Cold call bosses could be forced to cough up under new rules

UK.gov stiffens law after El Reg reveals low fine recovery rate

The UK government is planning to make company directors personally liable for nuisance calls – two years after it first promised the powers to the data protection watchdog.

At the moment, the Information Commissioner's Office can only hand out fines to companies that make spam marketing calls. Under the new plan, announced today, it will have the power to hand out further fines of up to £500,000 to the directors themselves.

The ICO has long called for this power as it struggles to recover cash from nuisance call firms that can simply liquidate to avoid paying up. The move comes after The Register last week revealed the ICO has clawed back just £9.7m of the £17.8m fines it has handed out since 2010.

Most of the unpaid fines are for breaches of the Privacy and Electronic Communications Regulations (PECR), which is usually the law used to fine companies making bulk nuisance marketing texts and calls. Common examples of breaches are failing to get the right permissions from people they call, or to check if numbers are listed on opt-out database the Telephone Preference Service.

According to figures released under the Freedom of Information Act, just £2.2m of the £8.5m fines handed out under PECR were paid back, with many of the largest bills going unpaid. In contrast, £7.5m of the £9.3m handed out under the Data Protection Act (DPA) have been recovered.

For instance, Keurboom Communications, which was hit with a record fine of £400,000 (the maximum under PECR is £500,000*) in 2017, was in liquidation by the time the fine was announced, and has yet to pay any money back.

The same is true for ProDial and Your Money Rights – both of which dissolved without having paid back any of their £350,000 fines – while Media Tactics and CheckPoint Claims were dissolved after being handed fines of £270,000 and £250,000, respectively.

The government and ICO have noted that in some cases the Insolvency Service can disqualify people from acting as directors – but the aim of the latest move is to help fill the government's coffers and ensure that the fines retain their deterrent effect.

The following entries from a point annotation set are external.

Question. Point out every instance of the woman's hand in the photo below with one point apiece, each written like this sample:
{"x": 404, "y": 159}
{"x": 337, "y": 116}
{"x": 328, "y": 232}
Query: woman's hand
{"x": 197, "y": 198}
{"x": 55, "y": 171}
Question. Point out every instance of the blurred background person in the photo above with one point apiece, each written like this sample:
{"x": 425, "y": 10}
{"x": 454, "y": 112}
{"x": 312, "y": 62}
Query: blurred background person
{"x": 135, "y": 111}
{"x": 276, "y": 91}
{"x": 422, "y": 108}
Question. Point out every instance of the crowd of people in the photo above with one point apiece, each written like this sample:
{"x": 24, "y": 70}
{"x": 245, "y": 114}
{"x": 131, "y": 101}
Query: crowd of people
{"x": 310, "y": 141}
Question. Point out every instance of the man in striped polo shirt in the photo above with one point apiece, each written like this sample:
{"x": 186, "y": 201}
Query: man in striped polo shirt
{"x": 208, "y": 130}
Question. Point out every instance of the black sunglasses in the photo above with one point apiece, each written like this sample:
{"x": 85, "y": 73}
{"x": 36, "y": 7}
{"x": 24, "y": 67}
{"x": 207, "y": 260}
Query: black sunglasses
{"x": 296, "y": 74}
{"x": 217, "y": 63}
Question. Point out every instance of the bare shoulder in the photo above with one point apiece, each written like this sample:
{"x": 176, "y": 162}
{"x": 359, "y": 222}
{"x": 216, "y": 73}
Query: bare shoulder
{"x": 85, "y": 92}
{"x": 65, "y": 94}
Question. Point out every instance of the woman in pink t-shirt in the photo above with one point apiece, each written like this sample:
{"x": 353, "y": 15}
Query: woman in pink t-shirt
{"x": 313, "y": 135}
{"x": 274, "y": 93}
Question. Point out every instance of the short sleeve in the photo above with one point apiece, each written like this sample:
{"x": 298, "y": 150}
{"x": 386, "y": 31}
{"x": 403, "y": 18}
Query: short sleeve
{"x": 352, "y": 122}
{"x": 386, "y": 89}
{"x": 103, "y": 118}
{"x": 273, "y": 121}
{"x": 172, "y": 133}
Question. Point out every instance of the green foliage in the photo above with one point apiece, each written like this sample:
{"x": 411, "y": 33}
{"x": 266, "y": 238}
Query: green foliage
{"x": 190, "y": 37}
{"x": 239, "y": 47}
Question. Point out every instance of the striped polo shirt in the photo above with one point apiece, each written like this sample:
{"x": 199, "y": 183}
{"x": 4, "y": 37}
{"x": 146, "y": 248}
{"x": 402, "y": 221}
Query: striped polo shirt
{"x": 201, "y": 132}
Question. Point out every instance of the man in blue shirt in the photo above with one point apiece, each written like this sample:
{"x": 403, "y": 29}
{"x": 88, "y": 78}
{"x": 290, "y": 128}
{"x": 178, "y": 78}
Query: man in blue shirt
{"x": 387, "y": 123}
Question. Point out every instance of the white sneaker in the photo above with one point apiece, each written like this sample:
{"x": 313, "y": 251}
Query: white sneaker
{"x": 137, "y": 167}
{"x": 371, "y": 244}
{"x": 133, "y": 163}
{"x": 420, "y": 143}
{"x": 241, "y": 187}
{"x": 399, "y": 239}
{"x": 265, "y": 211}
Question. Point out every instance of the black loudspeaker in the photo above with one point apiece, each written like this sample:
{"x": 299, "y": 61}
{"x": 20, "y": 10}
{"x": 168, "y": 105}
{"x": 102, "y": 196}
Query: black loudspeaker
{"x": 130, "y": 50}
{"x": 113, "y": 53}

"Even if a disqualification order is placed on the director following a company's dissolution, the debt originally placed on the company would go unrecovered without further enforcement action," the government consultation document on the proposed changes stated.

"This unlawful procedure undermines the ICO's enforcement powers and constricts one of the ICO's funding streams."

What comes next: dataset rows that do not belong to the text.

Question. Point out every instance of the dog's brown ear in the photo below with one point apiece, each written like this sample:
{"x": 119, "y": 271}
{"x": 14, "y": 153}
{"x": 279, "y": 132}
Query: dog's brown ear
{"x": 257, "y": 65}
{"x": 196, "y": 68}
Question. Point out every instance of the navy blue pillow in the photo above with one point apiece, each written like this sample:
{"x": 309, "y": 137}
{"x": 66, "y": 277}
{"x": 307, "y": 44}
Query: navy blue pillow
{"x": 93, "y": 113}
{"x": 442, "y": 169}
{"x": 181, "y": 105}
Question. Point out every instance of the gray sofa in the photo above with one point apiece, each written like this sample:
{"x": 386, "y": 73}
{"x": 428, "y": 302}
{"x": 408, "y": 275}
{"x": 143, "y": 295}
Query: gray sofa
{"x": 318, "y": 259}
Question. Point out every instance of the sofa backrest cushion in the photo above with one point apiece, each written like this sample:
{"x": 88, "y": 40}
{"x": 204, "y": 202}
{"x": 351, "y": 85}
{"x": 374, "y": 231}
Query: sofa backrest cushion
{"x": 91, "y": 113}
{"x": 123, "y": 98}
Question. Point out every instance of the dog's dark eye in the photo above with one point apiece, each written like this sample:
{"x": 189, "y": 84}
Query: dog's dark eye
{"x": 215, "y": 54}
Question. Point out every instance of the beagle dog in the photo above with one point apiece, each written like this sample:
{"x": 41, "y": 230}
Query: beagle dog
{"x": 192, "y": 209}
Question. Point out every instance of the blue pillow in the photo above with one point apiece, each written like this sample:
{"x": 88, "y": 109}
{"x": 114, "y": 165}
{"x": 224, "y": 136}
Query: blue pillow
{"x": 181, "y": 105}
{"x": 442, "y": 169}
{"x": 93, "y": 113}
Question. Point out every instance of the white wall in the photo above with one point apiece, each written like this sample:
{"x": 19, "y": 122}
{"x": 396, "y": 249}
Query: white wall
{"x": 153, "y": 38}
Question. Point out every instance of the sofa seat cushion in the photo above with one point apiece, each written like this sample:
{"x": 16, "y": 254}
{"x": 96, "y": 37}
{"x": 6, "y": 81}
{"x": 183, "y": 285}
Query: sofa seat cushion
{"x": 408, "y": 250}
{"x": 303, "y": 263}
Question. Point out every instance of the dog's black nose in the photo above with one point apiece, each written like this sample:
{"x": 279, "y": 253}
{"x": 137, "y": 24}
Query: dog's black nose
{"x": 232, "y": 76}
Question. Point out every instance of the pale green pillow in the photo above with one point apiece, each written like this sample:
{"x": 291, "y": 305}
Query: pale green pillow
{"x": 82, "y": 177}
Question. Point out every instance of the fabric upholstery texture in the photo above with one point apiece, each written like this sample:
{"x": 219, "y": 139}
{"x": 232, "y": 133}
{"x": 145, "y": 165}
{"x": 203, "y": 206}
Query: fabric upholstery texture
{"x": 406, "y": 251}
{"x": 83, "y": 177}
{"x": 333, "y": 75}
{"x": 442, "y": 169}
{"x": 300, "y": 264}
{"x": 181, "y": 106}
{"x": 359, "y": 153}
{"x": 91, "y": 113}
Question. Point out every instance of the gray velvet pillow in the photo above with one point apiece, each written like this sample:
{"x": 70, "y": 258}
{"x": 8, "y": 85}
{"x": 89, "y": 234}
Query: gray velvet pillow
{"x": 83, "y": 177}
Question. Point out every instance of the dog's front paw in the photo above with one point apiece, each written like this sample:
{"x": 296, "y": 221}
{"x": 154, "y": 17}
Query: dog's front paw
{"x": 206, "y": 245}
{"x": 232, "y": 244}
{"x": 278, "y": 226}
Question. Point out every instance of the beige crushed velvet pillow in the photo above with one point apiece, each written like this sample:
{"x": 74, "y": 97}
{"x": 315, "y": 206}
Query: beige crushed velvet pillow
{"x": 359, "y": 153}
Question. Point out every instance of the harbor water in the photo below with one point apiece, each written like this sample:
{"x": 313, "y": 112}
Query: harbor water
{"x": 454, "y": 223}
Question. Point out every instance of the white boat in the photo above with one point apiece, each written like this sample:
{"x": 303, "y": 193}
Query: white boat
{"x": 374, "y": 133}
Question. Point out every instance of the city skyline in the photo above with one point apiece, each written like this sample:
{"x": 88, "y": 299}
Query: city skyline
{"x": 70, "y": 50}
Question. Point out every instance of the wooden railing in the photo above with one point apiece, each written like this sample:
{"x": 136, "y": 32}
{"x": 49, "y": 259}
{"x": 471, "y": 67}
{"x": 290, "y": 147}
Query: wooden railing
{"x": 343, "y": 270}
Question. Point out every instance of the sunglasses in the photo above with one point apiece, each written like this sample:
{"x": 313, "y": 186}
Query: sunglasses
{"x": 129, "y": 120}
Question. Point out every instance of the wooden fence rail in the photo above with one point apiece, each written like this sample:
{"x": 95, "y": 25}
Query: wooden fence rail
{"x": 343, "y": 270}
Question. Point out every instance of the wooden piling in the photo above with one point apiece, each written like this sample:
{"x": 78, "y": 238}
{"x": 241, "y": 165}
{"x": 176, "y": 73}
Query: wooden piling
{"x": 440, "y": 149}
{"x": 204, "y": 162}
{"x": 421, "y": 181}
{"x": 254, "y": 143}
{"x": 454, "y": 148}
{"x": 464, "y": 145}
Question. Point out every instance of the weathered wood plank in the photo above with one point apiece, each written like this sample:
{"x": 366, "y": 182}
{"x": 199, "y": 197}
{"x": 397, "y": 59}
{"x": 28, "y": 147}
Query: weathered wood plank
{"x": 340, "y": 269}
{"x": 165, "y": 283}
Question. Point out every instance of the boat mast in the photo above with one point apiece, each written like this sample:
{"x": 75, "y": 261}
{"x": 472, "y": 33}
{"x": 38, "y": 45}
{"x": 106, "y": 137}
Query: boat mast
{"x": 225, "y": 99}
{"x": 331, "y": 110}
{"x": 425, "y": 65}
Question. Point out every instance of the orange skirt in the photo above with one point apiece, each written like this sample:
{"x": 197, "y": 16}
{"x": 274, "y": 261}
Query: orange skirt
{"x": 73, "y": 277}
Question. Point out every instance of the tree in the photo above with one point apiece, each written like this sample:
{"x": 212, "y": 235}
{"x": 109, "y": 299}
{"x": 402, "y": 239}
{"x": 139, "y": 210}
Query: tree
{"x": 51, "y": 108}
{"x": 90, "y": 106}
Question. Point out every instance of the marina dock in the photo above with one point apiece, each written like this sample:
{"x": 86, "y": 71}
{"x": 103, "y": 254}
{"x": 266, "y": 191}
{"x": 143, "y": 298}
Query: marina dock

The government consultation (PDF) – which offers up two options, the status quo or extra powers – runs until August. If the decision is made to change PECR, it will be implemented using a negative statutory instrument, meaning it automatically becomes law without debate in parliament unless either house objects. ®

*Bootnote

The stronger fines touted under the General Data Protection Regulation – which are set out in the UK's statute books in the form of the new Data Protection Act, at £17m or 4 per cent of global turnover – do not apply to PECR, where the max remains £500,000. The DPA also allows for company officers to be held personally liable for criminal offences – though not for non-criminal breaches.